「樹響 でいご村から」に関するレビュー
無名の民の多様な「生」照らす
全共闘世代の雰囲気を、青春時代に体験した人が、生活や社会や個に帰って、例えば、村上春樹を始めとする作家たちが、時代の感性を取り込みながら書いている。春樹の作品世界は時に社会や現実にある奇妙でねじれた関係を生きる人物が色濃く出たりする。大城貞俊もその世代であるが、人間の描き方がやはり違う。
作者が「椎の川」以来、詩から小説へ傾注して書き続け、沖縄を書く作家としての位置を確立しているのは周知のことだ。
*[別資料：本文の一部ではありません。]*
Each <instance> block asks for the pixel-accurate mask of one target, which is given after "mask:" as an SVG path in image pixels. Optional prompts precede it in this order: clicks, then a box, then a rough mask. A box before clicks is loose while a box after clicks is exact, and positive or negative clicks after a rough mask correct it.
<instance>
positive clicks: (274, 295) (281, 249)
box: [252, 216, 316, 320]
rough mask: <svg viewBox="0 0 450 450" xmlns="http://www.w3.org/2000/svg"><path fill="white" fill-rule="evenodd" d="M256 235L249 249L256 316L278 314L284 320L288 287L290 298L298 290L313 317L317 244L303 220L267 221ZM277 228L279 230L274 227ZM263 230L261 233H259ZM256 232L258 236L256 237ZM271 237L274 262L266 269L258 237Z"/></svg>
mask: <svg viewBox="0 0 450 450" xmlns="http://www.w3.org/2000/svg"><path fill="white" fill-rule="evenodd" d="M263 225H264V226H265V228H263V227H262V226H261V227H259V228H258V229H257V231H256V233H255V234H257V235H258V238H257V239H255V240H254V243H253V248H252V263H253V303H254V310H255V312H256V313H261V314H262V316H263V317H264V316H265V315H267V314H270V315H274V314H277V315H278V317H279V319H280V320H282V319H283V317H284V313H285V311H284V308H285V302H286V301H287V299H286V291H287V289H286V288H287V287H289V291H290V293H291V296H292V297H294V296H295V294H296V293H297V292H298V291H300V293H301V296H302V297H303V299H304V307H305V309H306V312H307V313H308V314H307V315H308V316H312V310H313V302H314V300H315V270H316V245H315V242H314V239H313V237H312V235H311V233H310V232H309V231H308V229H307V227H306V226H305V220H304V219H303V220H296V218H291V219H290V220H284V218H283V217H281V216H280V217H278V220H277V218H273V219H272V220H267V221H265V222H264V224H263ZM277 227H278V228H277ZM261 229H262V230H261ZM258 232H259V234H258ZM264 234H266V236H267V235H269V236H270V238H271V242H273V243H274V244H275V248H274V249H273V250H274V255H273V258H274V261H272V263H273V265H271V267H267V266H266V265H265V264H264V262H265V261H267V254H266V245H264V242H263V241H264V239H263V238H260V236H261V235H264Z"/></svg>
今回の作品集ではさらに多彩に描いている。
父を戦争で母を病気で亡くし、上の姉は蒸発、下の姉は米兵と結婚、妻にも病気で去られ自らも心臓の病を持つ火葬場の男を描いた「鎮魂 別れてぃどいちゅる」、知的障がいのある、村の娘加世子や学生運動家で自殺する文学好きな涼子との付き合いを描いた自伝的な「加世子の村」、ホステス同僚で堕胎経験をもつサユリとミキと脱走米兵との同棲生活を描いた「ハンバーガーボブ」。
沖縄の、無名の民の、様々な生を照らすのが、この作家の文学なのだ。戦争の記憶者、自殺者、障がい者など沖縄的現実の生の痛みを描いた作品に「生きる切なさ」や「人の生は哀しくて美しい」の慈しみの感情がある。それは詩的で抒情的な情景にも表れる。
例えば「加世子の村」の結末。農道で夕日に向かうように老婆を運ぶリヤカーを押す加世子が〈ぼく〉を見つけて手を振る。〈ぼく〉も何度も手を振る。夕日を背景に加世子は影となって、〈ぼく〉は淡く照らされて浮かぶ。うまいなと思う。描写のほろ苦さが何ともいえない。いい小説だ。
「でいご村から」も、〈戦争の残した傷跡〉という作者がこだわるテーマを訴える作品である。沖縄戦で愛する家族や恋人を失った一家の悲哀の物語だが、首里一族の末裔(まつえい)、村人との距離という構図は古くさくないかと思った。あとがきの「沖縄を描くことで普遍的な世界に到達する」に呼応して〈沖縄文学〉に文体表現の新しさと多様描写を求めたくなった。